The vast majority of amendments to laws and articles are meant to simplify the business licencing process/Bloomberg
by BloombergIndonesia is set to overhaul its nearly two-decade-old labour law and scrap an array of rules that hinder foreign investment as President Joko Widodo seeks to transform the economy from a commodity reliant one into a manufacturing hub.
The government plans to table a bill in parliament that will revise 79 separate existing laws and 1,244 clauses. The omnibus law on job creation will reform Indonesia’s labour legislation, making it easier for companies to secure permits and relax foreign ownership rules, local content requirements and land procurement.
President Widodo has put the omnibus bill at the top of his second-term agenda as he looks to stoke economic growth that is been hovering around the five per cent mark since he won the presidency in 2014.
The vast majority of amendments to laws and articles are meant to simplify the business licencing process, while others are targeted at investment requirements, employment, protection of minimum wages, land procurement and economic zones among others.
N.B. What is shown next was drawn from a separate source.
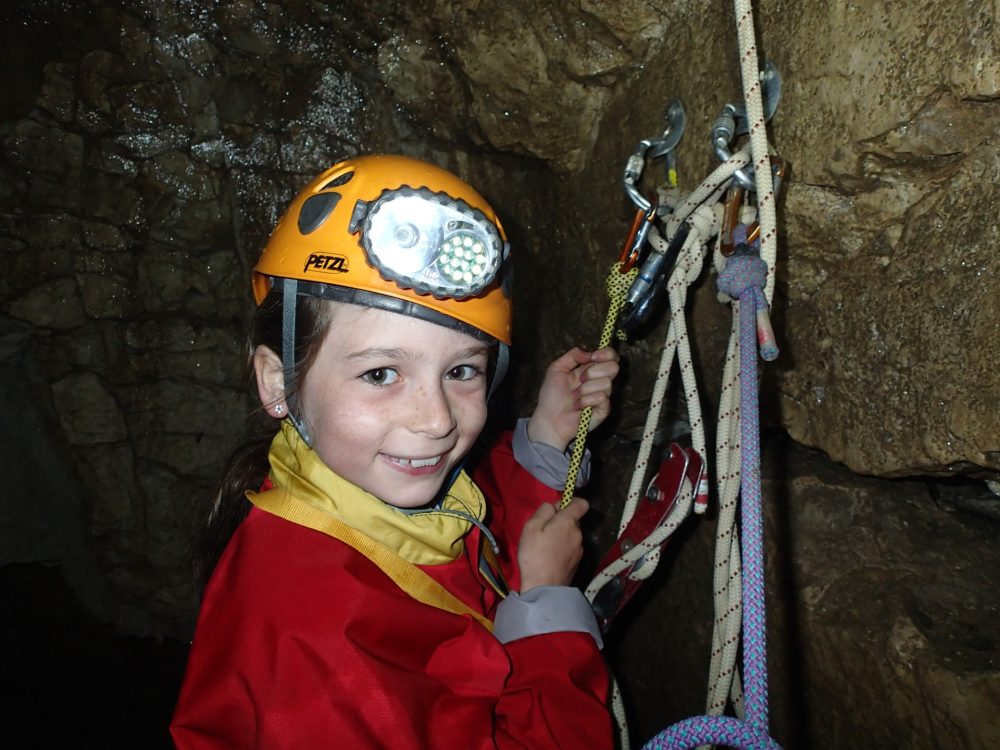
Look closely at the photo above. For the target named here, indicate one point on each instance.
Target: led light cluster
(431, 243)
Similarly, Indonesia plans to create incentives for downstream mining activities, with some coal miners exempt from royalties and obligations to supply to the domestic market and to be given permits that last the life of the mine.
A long-awaited overhaul of the so-called negative investment list, which restricts foreign ownership in a range of industries, will be included in the job creation bill. The government will establish a priority list for investment that includes high-tech, digital and labour-intensive sectors
The government is yet to release sectoral details on local content requirements and foreign ownership levels.